五十七話 帰還
「賢者様の話を聞いてると、神様とか勇者とかに対する有難みみたいなのが消えていく気がするっス。アタシは元からそういうの薄い方だと思うっスけど」
「有難みなんて感じる必要はない。ギフトを与えられたことに対する感謝も、勇者に選ばれたことに対する名誉も、全て人間が勝手に特別だと捉え浸っている価値観でしかない。確かにこの二つは特別かもしれないが、否定したければ否定すればいいし、軽視したいのならすればいい」
「その二つに振り回されてる賢者様が言うと説得力があるっスね」
「だろう」
「アタシは自分のギフトに不満はないっスけど、くれるならくれるでもっと活かしやすい、ラクな生き方ができるギフトが良かったとは思うっス。アスリヤちゃんみたいな傷を癒せるギフトとか。アタシがこのギフトを貰ったのにも、神様からすれば何か理由があるんスかね?」
「与えられるギフトの数や性質が個々によって違うのは、それぞれの適正が――」
三人が話を進める中、俺は賢者のギフト持ちと勇者に対する擦れた考え方に、ある種の痛快さを感じていた。過去の自分が拘っていた価値観。それを丸々切り捨てられたように思えたからだ。

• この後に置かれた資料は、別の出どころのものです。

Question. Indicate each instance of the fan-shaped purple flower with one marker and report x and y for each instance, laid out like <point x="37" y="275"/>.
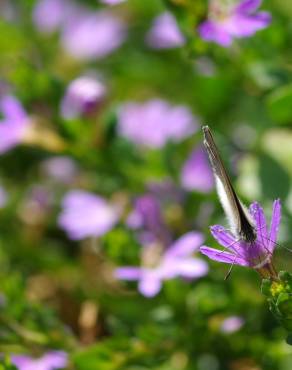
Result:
<point x="14" y="124"/>
<point x="49" y="361"/>
<point x="86" y="215"/>
<point x="257" y="255"/>
<point x="227" y="21"/>
<point x="196" y="173"/>
<point x="155" y="122"/>
<point x="176" y="261"/>
<point x="165" y="33"/>
<point x="89" y="36"/>
<point x="82" y="96"/>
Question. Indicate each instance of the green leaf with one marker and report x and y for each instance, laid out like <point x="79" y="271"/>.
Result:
<point x="279" y="104"/>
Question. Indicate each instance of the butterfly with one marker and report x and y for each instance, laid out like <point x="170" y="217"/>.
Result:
<point x="241" y="223"/>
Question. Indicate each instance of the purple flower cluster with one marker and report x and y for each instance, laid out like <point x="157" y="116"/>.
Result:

俺は傲慢だった。自分以外の全てを薄っすらと見下して、自分こそが特別だと信じていた。今はもうかけ離れてしまった、己の在り方。
――いつからそうだったのか。ふと生まれた疑問は、答えが出ることなく言葉の中に埋もれていった。
☆
賢者の案内を受けながらの帰還は行きに比べれば天地の差だった。寒さも雪も魔物との遭遇もない。何事も無く、俺達は短時間でニタがマーキングしていた出発地点へと帰って来た。
雪と剥き出しの地表の境目。人通りなど滅多に無い筈のそこにあったのは、人影。
「アスリヤ様っ!ご無事でしたか!」
「貴方は……」
人影の正体は兵士だった。それも、どこか見覚えのある。
「自分はアスリヤ様の帰還を待つ為にこの周辺で待機していた次第です。こうしてすぐに合流出来たのは幸いでした。王都から貴女へ至急、至急伝えなければならない情報があるのです」
「分かりました。聞きましょう」
「勇者様が――王都に帰還しました!!」
☆
始まるのか、再開なのか、終わるのか。正しい言い方は分からない。だがこの時にはもう、目の前に近づいてたんだ。
アイツともう一度向き合う、その瞬間が。